Explicit to you, I and the majority of the HN readership. However, I'd venture
that the vast majority of users have absolutely no idea what that means. It
may as well be gibberish.

------
stuartrexking
Well done. Handled like a boss on both sides.

------
mirsadm
I've seen this myself while using the Android Facebook SDK (which is quite
poor). I'm still debating with myself whether the article overstates the
implications of this issue though.

To really make use of it you'd need to create an Android service which
extracts/parses the logs from logcat when the device is awake. Then when you
find an access token you'd need to try a few opengraph requests to see what
permissions you have for that particular token. I suppose such an app could do
damage but it does depend on a lot of circumstantial events. But I guess most
exploits do.

Edit: You may as well just ask for the READ_CONTACTS permission and take the
entire data from there ;)

------
alanbyrne
There are also a lot of web sites that store that same access token in plain
text cookies...

Well done for discovering the hole and the way you handled it.
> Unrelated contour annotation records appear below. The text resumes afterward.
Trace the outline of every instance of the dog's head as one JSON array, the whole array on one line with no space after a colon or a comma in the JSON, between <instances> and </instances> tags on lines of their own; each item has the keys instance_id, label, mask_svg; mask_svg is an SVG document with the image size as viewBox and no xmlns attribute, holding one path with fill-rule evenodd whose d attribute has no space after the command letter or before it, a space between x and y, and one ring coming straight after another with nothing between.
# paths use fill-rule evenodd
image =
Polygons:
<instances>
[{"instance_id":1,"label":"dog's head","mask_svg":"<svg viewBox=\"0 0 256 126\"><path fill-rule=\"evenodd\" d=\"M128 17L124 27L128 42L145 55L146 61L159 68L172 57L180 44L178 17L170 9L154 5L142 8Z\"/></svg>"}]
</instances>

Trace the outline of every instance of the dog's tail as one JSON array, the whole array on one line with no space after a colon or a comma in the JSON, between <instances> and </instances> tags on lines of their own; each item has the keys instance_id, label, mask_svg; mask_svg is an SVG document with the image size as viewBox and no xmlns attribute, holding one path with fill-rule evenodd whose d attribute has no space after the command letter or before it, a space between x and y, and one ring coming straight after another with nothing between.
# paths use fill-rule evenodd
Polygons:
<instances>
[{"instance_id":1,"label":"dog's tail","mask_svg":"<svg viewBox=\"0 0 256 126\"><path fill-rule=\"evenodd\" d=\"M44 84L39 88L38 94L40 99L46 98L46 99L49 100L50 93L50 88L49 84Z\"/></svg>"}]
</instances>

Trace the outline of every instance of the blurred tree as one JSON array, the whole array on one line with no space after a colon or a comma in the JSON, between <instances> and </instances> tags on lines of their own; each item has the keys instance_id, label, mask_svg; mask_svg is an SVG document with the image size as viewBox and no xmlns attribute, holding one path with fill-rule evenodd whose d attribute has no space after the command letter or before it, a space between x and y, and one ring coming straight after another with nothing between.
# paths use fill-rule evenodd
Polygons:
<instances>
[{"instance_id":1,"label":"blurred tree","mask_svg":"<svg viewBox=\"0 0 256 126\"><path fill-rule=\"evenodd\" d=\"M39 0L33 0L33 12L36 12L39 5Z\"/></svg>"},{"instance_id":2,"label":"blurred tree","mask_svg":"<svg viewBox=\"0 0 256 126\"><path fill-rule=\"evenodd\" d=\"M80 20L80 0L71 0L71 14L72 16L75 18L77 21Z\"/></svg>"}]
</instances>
Glad to see you
wearing that white hat!

------
mattgmg1990
Sure, Facebook fixed it, but there are probably hundreds of apps on the market
that are using older versions of the Android SDK. A lot of independent
developers might not be upgrading their apps regularly, much less realize that
Facebook added an important security update to the Facebook Android SDK.
...This problem could affect apps for some time to come.

------
jyap
This is similar to something I reported to Flipboard for iOS where I noticed
device log files showed the failed login password attempts in clear text.

<https://gist.github.com/2327073>

------
ig1
Reading this my first thought is: What other Apps/SDKs are vulnerable to the
same issue ?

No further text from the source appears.